Urban Freight Delivery
About the Session
The growth in online shopping has made it possible to bypass traditional storefronts leading to a decrease in shopping trips. However, all this increase in shopping trips has led to an increase in truck traffic in urban areas as good are delivered to residencies. These have an adverse impact on safety, congestion, and pavement lifecycle. Therefore, agencies need to understand the magnitude of this travel in their regions. In this session participants will try to understand the challenges and what data and changes to the modeling framework are needed to account for urban freight delivery.
Agenda
Hilton Portland Downtown, Atrium Ballroom
Sunday June 2, 2019 1:30 PM – 3:00 PM
- Introduction – Krishnan Viswanathan, Cambridge Systematics, Inc.
- Panel Comments
- Annie Nam, Manager of Goods Movement and Transportation Finance, SCAG
- Jeff Frkonja, Research Center Director, Oregon Metro
- Thomas Hill, State Modeling Manager, Florida DOT
- NCHRP 08-111: Effective Decision-Making Methods for Freight-Efficient Land Use - Catherine Lawson, Ph.D., Professor & MRP Director, Univeristy at Albany
- Breakout Groups
- Report Back and Next Steps
Breakout Groups
Setting the State
- How do we define last/first-mile?
- Why do we need last-mile delivery information?
- What do policymakers need from modelers to answer the last mile delivery question
- What do we know regarding existing conditions/operations? Can we expect traditional delivery patterns to continue?

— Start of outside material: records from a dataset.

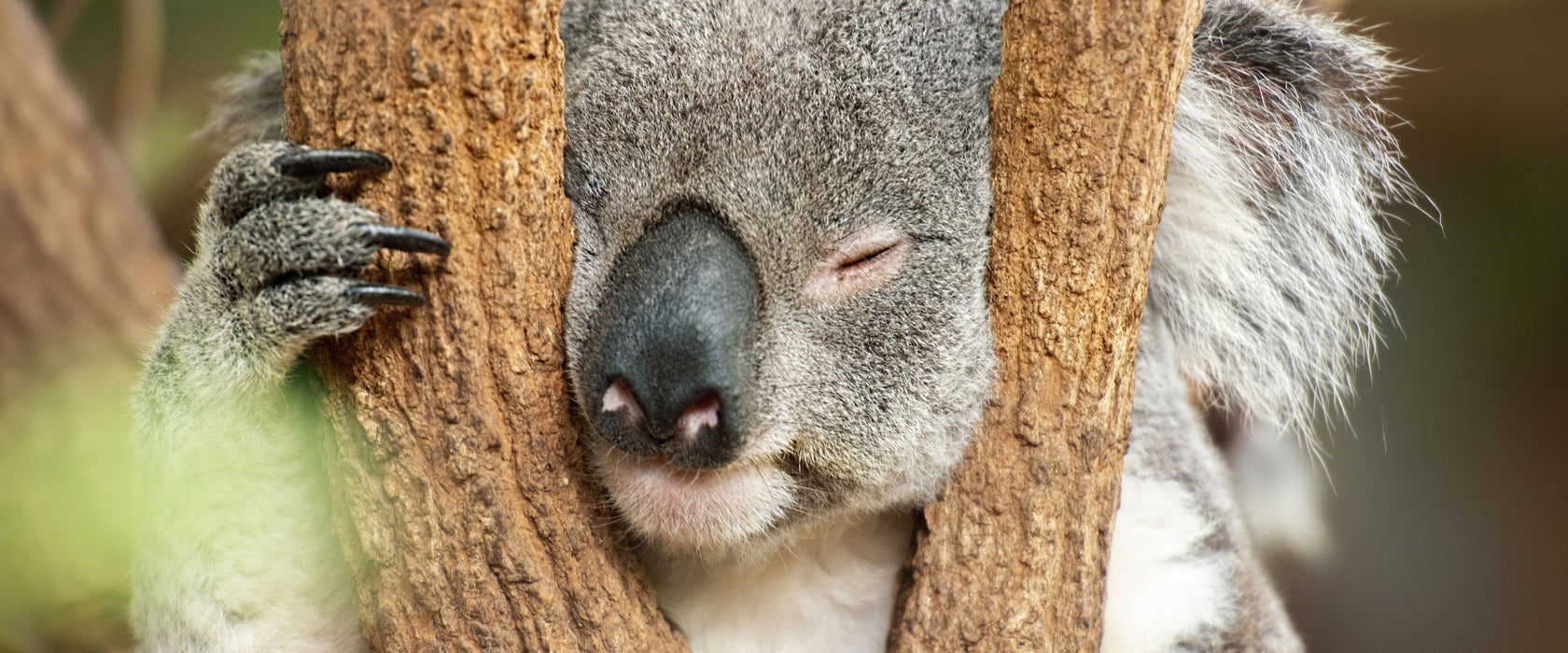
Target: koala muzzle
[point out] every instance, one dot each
(670, 360)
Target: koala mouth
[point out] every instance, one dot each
(687, 509)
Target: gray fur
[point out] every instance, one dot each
(248, 105)
(800, 124)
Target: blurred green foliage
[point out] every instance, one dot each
(1450, 477)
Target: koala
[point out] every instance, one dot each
(777, 325)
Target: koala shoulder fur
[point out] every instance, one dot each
(777, 325)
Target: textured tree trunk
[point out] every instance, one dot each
(458, 468)
(1012, 556)
(83, 279)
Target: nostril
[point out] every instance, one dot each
(696, 415)
(620, 398)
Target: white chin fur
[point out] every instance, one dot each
(695, 509)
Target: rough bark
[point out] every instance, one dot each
(468, 517)
(83, 279)
(1012, 556)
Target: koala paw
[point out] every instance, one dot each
(278, 254)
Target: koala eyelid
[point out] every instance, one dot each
(867, 260)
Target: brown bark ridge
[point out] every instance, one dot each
(1012, 555)
(466, 512)
(80, 258)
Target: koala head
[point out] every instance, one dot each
(777, 312)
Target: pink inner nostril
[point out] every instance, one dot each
(703, 412)
(620, 398)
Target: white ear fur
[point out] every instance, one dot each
(1270, 254)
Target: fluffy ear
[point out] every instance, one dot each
(1270, 254)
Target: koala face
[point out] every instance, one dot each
(777, 312)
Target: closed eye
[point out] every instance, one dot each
(867, 258)
(862, 262)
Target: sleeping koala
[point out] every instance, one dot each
(777, 326)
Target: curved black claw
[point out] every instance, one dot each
(385, 295)
(313, 163)
(405, 238)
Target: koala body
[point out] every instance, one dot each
(777, 323)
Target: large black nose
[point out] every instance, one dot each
(670, 355)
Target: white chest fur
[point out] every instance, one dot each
(828, 592)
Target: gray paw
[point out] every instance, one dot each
(279, 254)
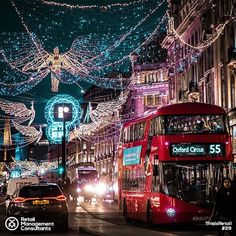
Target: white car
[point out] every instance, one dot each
(15, 183)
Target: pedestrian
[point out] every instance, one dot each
(224, 207)
(59, 183)
(66, 187)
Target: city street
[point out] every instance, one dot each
(103, 218)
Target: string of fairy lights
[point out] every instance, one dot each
(107, 6)
(105, 114)
(75, 65)
(18, 114)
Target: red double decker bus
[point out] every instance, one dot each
(172, 161)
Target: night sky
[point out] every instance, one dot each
(59, 26)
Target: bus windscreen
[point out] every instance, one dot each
(194, 124)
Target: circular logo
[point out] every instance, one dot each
(11, 223)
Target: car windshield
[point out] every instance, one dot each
(195, 183)
(194, 124)
(40, 191)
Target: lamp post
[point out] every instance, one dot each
(65, 109)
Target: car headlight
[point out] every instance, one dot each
(88, 188)
(100, 188)
(170, 212)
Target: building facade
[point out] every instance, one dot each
(201, 45)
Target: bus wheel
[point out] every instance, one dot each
(149, 213)
(125, 211)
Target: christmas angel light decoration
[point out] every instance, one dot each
(25, 54)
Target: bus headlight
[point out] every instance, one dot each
(88, 188)
(170, 212)
(100, 189)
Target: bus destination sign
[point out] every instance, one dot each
(132, 156)
(206, 149)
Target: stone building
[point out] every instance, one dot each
(201, 45)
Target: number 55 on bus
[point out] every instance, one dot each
(172, 161)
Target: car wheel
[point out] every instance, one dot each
(125, 211)
(64, 224)
(149, 213)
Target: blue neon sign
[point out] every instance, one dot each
(54, 129)
(131, 156)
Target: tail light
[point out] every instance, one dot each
(61, 198)
(19, 200)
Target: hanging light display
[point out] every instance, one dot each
(105, 114)
(90, 56)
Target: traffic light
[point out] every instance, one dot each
(61, 170)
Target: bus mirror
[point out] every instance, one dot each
(155, 170)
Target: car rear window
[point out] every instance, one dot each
(40, 191)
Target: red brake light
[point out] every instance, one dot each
(61, 198)
(19, 199)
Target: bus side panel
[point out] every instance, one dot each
(167, 209)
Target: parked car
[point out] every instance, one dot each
(15, 183)
(44, 201)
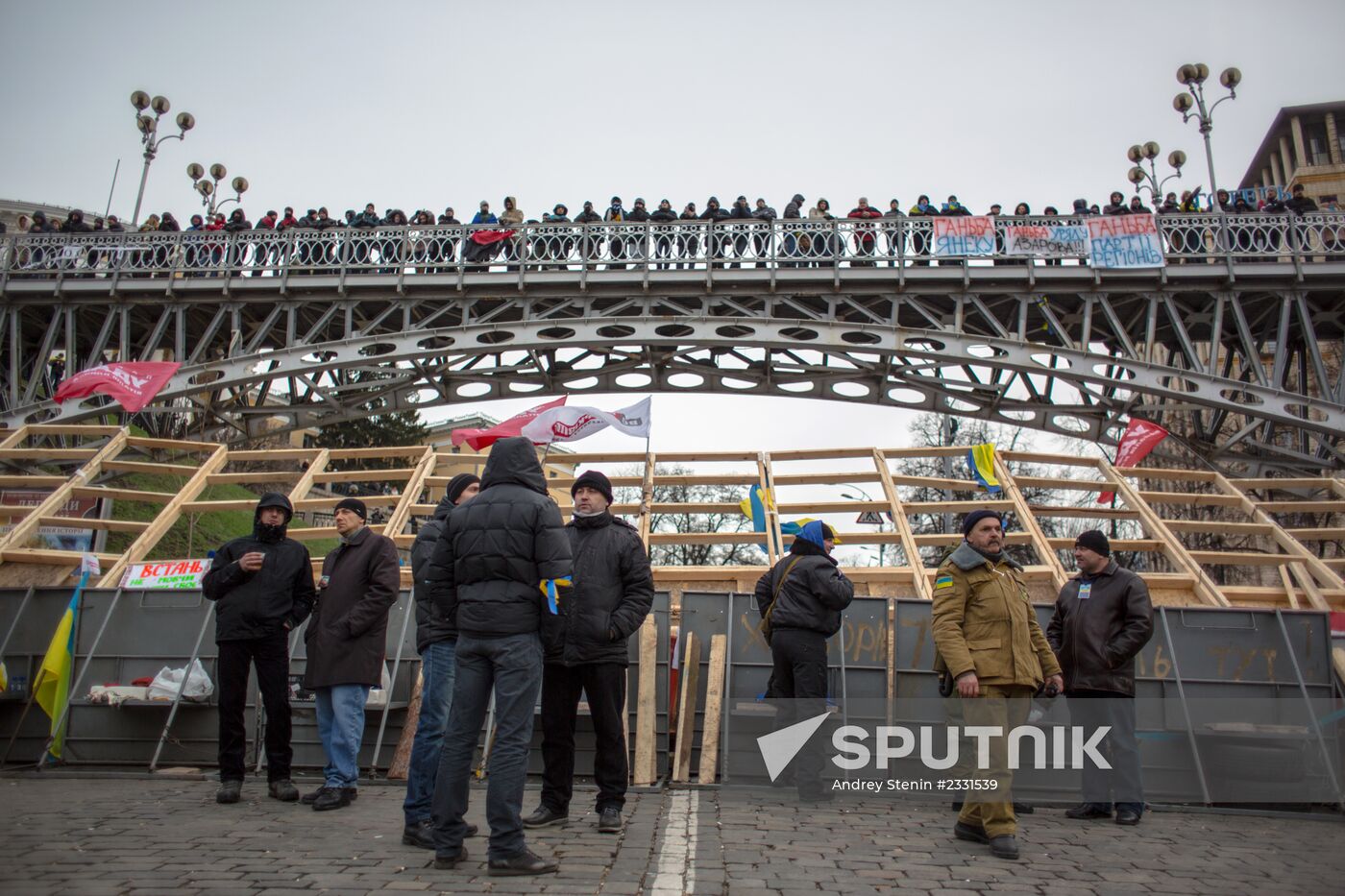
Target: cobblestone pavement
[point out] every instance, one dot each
(160, 837)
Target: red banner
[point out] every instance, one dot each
(1136, 443)
(479, 439)
(132, 383)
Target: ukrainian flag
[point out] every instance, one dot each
(981, 460)
(53, 690)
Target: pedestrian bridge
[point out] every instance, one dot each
(1235, 343)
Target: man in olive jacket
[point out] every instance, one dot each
(989, 642)
(587, 653)
(802, 596)
(487, 576)
(1103, 619)
(346, 641)
(262, 587)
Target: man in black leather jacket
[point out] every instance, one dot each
(262, 587)
(585, 651)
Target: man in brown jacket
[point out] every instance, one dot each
(990, 644)
(346, 642)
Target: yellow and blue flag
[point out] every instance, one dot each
(981, 460)
(53, 690)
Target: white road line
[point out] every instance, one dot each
(676, 848)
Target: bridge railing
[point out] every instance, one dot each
(681, 245)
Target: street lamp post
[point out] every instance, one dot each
(1149, 180)
(208, 188)
(883, 547)
(1194, 76)
(150, 134)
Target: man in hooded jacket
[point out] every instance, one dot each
(585, 653)
(262, 587)
(436, 641)
(802, 599)
(497, 559)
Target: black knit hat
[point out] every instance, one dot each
(353, 505)
(595, 480)
(970, 521)
(459, 483)
(1095, 541)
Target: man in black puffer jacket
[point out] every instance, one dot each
(484, 577)
(436, 641)
(802, 599)
(587, 653)
(264, 587)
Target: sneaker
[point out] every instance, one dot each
(521, 864)
(450, 864)
(545, 817)
(609, 821)
(423, 833)
(333, 798)
(231, 791)
(308, 799)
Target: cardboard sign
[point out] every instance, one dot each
(171, 574)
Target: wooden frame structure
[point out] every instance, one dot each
(1293, 527)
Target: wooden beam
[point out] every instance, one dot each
(141, 546)
(713, 711)
(689, 684)
(646, 708)
(23, 530)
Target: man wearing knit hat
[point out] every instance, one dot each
(436, 640)
(346, 640)
(262, 587)
(800, 600)
(585, 653)
(989, 643)
(1103, 619)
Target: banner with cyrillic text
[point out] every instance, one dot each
(1046, 241)
(965, 235)
(1125, 241)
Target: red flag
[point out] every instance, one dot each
(134, 383)
(479, 439)
(1136, 443)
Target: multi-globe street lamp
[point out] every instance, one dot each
(1138, 155)
(208, 188)
(1194, 76)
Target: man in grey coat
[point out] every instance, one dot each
(346, 641)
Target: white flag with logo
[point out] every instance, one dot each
(569, 423)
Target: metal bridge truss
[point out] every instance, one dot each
(1237, 352)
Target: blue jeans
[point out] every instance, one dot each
(340, 727)
(511, 666)
(439, 667)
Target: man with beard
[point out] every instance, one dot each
(262, 587)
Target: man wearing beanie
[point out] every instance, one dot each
(587, 653)
(262, 587)
(436, 640)
(990, 647)
(346, 641)
(500, 557)
(800, 601)
(1103, 619)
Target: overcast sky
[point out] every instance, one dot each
(432, 104)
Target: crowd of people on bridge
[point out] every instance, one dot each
(728, 234)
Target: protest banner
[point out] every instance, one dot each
(965, 235)
(165, 574)
(1125, 241)
(1046, 241)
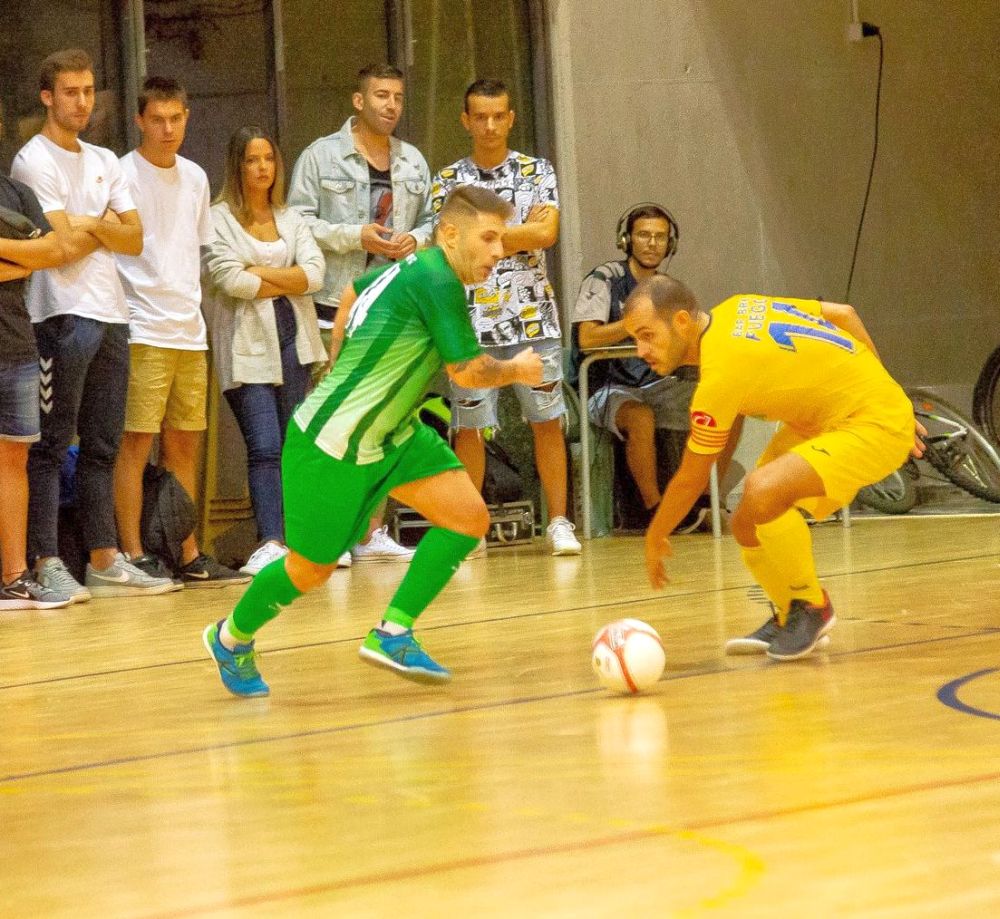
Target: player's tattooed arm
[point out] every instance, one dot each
(484, 371)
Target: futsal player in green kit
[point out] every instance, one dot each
(356, 439)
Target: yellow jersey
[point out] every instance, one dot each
(777, 358)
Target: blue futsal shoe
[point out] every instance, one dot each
(238, 668)
(403, 655)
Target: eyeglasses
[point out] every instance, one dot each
(644, 236)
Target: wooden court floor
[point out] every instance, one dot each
(861, 782)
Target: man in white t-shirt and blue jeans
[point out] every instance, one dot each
(168, 343)
(81, 327)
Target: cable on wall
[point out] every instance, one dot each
(869, 30)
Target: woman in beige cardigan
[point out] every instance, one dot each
(261, 269)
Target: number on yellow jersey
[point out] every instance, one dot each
(807, 326)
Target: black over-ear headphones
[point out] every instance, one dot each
(623, 232)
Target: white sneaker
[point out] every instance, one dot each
(381, 547)
(478, 551)
(263, 556)
(122, 579)
(54, 574)
(560, 536)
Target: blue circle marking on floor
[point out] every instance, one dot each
(948, 694)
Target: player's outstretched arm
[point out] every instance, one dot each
(845, 317)
(484, 372)
(684, 489)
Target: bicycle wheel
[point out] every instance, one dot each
(986, 398)
(957, 449)
(895, 494)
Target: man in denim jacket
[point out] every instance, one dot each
(366, 196)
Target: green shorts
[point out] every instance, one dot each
(329, 502)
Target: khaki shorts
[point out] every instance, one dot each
(168, 387)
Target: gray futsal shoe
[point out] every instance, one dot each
(759, 640)
(123, 579)
(805, 627)
(54, 575)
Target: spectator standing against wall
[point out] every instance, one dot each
(366, 196)
(19, 422)
(261, 267)
(168, 342)
(629, 398)
(516, 305)
(81, 327)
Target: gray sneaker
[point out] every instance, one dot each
(54, 575)
(759, 640)
(24, 592)
(123, 579)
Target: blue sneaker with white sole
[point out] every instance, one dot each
(403, 655)
(238, 668)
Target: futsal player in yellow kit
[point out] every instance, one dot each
(845, 423)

- How does ecommerce impact deliveries? What kind of deliveries are we talking about?
- What are the land use considerations (industrial, retail, residential, business, etc.)?
- What are the delivery demand considerations (JIT, 1-hour, 2-hour, next-day, etc.)?
- If shopping malls continue to decline, forcing closure, are they uniquely purposed and positioned to act as urban delivery centers?
- If so, what are the opportunities?
Data Needs
- What data do we already have (collected or identified)?
- What data do we need?
- What level-of-detail of last-mile freight delivery trip data balances public-sector needs for planning and system management with private sector and general public desires for confidentiality? Can we find a “sweet spot” we can all live with?
Modeling Questions
- What does the changing last-mile delivery landscape mean to travel demand modeling?
- What are the questions modelers need to answer?
- What are the limitations of travel demand models that hinder last mile freight analyses?
- What model resolution is required to effectively evaluate last-mile analyses?
- What can our vendors do to the base software package to help?
- Despite the fact that we’re all trying to microsimulate individual truck trips, what level of data detail for last-mile freight delivery trips can we REALLY live with given private industry and public desires for confidentiality? Be honest!